As you said, the TMUs (GCN3/4) already can read (sample) variable width DCC targets, meaning that the DCC metadata needs to be loaded to L1 and L2 caches. I imagine Vega ROPs (tiny L1 ROP caches) and TMUs (CU L1 caches) load the DCC metadata from the shared L2 cache. I would assume that you need to flush both the ROP L1 caches and the CU L1 caches when transitioning a render target to readable. But since these caches are inclusive (L2 also has the L1 lines), this flush never causes any memory traffic.
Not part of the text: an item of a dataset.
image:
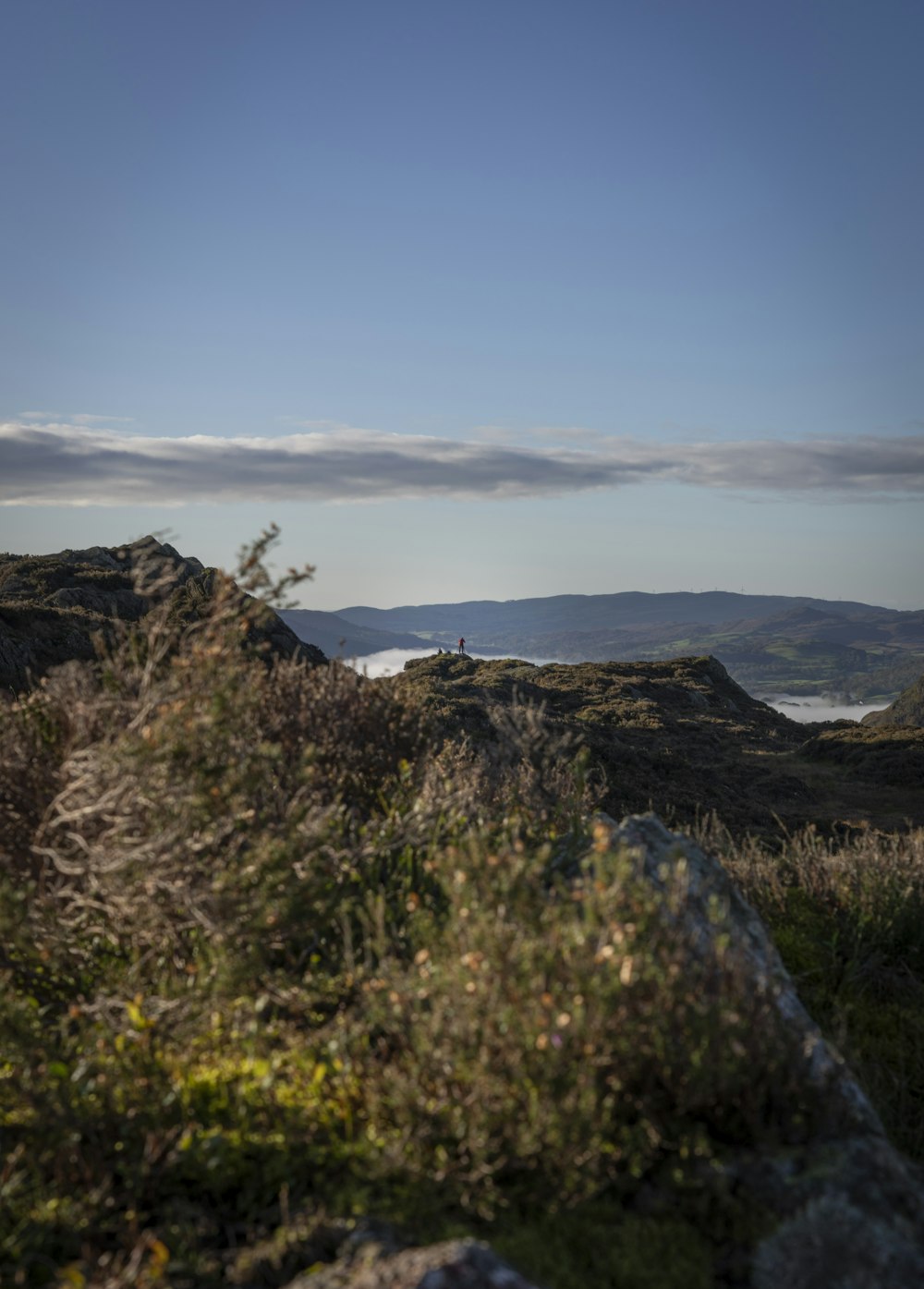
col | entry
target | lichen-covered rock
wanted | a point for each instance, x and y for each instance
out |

This should be very fast compared to the current ROP cache + L2 cache flush.
I see that there would be an effective capacity benefit to having the ROP L1s participating in the compression scheme, but it would be a change since it seems like the current method keeps the compression in writeback path of the ROP caches back to memory.
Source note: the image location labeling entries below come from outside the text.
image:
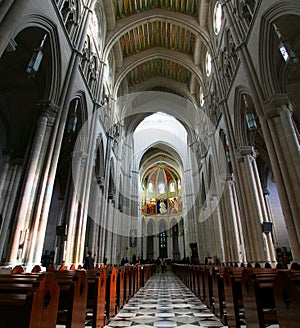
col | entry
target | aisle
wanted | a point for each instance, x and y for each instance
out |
(164, 302)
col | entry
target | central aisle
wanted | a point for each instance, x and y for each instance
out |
(164, 302)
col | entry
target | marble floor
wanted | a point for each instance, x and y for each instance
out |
(164, 302)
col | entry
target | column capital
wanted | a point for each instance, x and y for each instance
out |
(244, 151)
(80, 155)
(277, 103)
(49, 110)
I could see it being more difficult to perform operations that write data across the parallel units of the RBE when the alignment and content of a ROP's specific position can have varying levels of complexity to read+decompress, modify, and then write+recompress (rinse and repeat).
Structuring hardware to somehow work natively in compressed data would be an interesting exercise, but generally I'd expect it would just decompress before working on the data--which means there's storage on the order of the uncompressed line somewhere.
Some special cases might be easier to manage, like all zero or all one color, but even then after one operation there's a decent chance that the output from that will require storage on the order of the orignal L1 lines to hold it while the compression is reapplied.
The variability in compression would present an interesting wrinkle for the L2 and cache flushes, varying based on the policies of the RBE caches and when the line footprint becomes known.